A drawing by Jersey artist Millais of the Lempriere family in 1847
The family originated in the Cotentin area of Normandy where they owned a small fief near Crosville-sur-Douve. There are two stories concerning the origins of the name, one comes undocumented from France the other from Jersey, in the writings of J Bertrand Payne.
The French associate the name with an annual village archery competition. The winner was known as the "Emperor" and the loser the "Empress", ie "l'Empereur" and "l'Imperatrice" respectively.
Payne, however, writing in 1862 has a far more romantic tale to tell. In 864 AD the Viking Rollo was returning from an expedition low on food, so he decided to replenish his stores by pillaging the settlement that is now Oslo. Their King, enraged at this action, banished Rollo and his followers from the land. They sailed off first to the Hebrides, then to southern England, and finally to northern France.
They made a considerable nuisance of themselves there by suppressing the local population, sacking large towns, and making no fewer than three attempts to take Paris. In order to diffuse the situation, the Frankish king, Charles III (the Simple), negotiated a peace. In return for a cessation in hostilities, Rollo was granted the area of land now known as Upper Normandy and he would have to pay homage to the king. Rollo would also be baptised and marry the king's daughter.
When Rollo went to meet the king he was asked to kiss the royal foot, a duty he declined, delegating the task to one of his followers. When this Viking approached the royal person, he grasped the foot and instead of stooping low, lifted it to his mouth, toppling the king from his seat! The nickname of Emperor was given to the warrior, in recognition of his diplomatic skills! The name has been corrupted to Lempriere.
The accuracy of this tale may be uncertain but it seems to be based around historical fact. Payne quotes William of Malmesbury and Dudo.
In a modification of this story, a jester at the Court of King Rollo, in trying to amuse the king, asked if he could take the title King if he were to overthrow Rollo. With Rollo in fits of laughter, the jester grabbed the king’s foot and threw him over the throne, saying I have overthrown the king, I am the King. After the king forgave him, he allowed him to take the title l’Empereur, the Emperor, which wasn’t a title for the Vikings.
The family traces its origins back to 970 AD in the Morfontaine province of Champagne and Brie in what is now Normandy. There are two ancestral groups: those who settled in Jersey in 1270 AD, emigrating from Normandy; and those who remained in France, but emigrated to Jersey later. It is not known if these are connected. Some still remain in France. There are three main branches of the Jersey family: Rozel, Trinity, and St John La Hougue Boete. There are few remaining in Jersey, but there is a large group in Australia, as well as groups in New Zealand, USA, Canada, and the UK.
Lemperière exists in Normandy to this day. Lemprière only arises in families that have come from Jersey.
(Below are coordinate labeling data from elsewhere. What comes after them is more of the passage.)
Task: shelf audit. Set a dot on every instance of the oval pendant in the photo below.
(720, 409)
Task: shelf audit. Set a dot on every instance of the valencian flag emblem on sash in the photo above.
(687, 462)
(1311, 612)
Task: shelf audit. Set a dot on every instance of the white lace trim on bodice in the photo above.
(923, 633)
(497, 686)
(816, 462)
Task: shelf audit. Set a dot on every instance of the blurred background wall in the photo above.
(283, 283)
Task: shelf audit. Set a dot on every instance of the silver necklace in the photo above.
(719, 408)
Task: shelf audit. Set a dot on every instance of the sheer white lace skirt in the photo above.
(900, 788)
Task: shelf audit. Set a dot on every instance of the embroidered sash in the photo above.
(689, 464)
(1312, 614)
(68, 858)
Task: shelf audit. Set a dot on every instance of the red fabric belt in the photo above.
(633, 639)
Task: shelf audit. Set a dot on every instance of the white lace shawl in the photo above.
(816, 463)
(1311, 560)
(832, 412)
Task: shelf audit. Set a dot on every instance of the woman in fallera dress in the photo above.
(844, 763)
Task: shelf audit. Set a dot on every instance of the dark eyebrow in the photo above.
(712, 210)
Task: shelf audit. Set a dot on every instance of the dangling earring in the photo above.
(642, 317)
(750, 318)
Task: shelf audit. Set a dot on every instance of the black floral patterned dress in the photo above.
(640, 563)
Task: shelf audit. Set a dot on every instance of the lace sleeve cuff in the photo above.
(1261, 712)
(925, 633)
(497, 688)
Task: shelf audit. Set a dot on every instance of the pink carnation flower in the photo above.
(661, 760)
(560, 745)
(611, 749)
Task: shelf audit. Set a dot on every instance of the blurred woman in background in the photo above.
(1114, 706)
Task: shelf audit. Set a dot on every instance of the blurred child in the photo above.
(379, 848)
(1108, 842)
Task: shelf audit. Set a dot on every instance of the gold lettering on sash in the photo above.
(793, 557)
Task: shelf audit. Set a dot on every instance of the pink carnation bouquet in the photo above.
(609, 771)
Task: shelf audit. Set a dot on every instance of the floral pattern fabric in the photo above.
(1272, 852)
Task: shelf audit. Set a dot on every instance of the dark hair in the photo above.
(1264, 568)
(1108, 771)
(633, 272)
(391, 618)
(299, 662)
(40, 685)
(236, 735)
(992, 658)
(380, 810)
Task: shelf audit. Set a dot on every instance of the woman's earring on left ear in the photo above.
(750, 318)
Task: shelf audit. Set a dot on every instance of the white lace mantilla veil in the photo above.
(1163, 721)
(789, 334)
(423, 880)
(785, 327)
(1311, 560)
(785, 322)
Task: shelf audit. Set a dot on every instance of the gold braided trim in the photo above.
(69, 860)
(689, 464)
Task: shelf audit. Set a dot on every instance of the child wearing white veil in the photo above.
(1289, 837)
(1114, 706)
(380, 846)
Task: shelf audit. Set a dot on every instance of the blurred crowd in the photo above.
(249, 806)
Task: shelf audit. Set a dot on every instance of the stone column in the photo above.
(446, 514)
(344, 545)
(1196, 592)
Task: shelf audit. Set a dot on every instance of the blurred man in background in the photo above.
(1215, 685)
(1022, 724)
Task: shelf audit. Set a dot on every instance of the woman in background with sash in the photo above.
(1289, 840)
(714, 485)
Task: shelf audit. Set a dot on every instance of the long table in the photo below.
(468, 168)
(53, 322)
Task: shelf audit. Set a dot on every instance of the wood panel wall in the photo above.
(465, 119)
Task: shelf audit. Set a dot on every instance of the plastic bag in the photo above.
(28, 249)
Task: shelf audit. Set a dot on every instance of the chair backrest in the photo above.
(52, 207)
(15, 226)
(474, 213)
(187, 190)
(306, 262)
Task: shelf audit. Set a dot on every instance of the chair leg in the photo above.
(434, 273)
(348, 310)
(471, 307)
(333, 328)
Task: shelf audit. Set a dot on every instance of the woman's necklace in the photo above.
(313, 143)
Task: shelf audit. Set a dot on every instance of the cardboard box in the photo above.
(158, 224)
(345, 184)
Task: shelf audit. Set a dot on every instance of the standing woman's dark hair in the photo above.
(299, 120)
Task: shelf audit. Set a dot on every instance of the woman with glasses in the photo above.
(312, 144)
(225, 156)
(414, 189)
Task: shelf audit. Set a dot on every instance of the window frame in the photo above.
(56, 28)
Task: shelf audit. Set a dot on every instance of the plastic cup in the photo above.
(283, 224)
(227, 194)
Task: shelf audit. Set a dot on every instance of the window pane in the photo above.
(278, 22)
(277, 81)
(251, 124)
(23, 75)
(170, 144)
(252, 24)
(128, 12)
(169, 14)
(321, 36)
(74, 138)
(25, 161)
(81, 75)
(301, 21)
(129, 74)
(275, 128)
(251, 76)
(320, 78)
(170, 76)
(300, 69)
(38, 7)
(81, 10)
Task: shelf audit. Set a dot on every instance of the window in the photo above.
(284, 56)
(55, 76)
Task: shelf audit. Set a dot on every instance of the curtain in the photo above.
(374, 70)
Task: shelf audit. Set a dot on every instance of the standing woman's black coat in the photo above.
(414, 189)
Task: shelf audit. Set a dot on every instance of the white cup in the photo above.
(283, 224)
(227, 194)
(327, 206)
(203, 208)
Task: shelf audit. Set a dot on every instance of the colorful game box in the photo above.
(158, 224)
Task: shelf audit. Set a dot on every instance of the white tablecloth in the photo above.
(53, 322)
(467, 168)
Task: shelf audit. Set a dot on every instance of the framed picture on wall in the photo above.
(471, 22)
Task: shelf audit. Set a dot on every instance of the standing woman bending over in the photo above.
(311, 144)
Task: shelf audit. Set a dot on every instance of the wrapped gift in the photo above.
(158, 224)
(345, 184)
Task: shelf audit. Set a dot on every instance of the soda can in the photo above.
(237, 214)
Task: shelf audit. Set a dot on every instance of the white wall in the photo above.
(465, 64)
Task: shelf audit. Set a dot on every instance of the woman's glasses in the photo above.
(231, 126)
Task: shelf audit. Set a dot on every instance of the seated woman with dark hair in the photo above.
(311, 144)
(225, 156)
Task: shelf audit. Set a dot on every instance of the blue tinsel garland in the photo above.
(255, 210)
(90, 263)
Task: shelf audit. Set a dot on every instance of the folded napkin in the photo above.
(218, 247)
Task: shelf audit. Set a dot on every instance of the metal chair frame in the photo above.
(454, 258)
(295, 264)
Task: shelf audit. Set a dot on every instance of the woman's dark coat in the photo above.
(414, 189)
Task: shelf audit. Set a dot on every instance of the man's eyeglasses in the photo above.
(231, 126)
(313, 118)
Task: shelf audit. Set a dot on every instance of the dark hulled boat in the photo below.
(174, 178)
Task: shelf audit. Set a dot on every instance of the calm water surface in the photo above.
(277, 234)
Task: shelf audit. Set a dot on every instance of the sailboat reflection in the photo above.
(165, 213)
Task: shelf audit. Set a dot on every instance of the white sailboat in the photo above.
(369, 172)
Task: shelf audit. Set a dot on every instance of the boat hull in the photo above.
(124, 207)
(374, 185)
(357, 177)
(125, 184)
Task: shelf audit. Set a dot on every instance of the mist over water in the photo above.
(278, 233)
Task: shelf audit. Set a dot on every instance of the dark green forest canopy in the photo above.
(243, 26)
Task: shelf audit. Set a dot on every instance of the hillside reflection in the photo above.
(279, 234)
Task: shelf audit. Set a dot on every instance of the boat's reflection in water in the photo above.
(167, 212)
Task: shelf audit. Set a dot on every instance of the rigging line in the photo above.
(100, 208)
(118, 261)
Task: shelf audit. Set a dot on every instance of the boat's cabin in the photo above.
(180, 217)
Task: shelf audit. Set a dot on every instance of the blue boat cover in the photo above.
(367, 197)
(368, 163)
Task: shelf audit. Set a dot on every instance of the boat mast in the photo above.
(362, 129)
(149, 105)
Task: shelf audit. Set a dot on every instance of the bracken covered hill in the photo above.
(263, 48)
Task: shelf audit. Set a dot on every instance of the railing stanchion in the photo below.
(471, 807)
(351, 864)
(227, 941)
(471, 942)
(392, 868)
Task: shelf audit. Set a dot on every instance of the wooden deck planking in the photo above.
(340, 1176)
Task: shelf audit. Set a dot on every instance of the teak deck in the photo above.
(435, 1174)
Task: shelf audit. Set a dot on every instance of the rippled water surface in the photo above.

The name Lemprière appeared in Jersey in the early 1300s when Thomas dropped the use of “de”, and continues to this day.
In the 1274 Extente of Jersey there is a mention of Willelmus dictus Imperator (Guillaume dit l'Empereur) as a Jurat, holding the Fief of Guillaume l'Empereur in St Helier. At the time of the 1299 Assize Raoul Lempriere held this 30-acre fief (Fief ès Empereres). Several other members of the family are mentioned in the Assize Roll.
There is considerable dispute among genealogists about the family's exact ancestry in the Cotentin. Payne's Armorial of Jersey contains a Payne: Lempriere detailed family history which suggests that the first member of the family to arrive in Jersey was Raoul, son of Jean de Lempriere, Seigneur of Pont Ruilly in the Cotentin. This ancestry is challenged by George Balleine in his Biographical Dictionary of Jersey. He claims that no son of this name is ascribed to Jean by French genealogist d'Hozier, a noted authority on the family, and suggests that Raoul actually came from a branch of the family which had settled in Brittany. When Raoul's grandson, also Raoul, bought Rosel Manor his right to own property in Jersey was challenged because he was a Breton.
Whatever the truth of their ancestry, the Lemprieres quickly became established in the island, acquiring futher fiefs and becoming actively involved in politics in the centuries to come.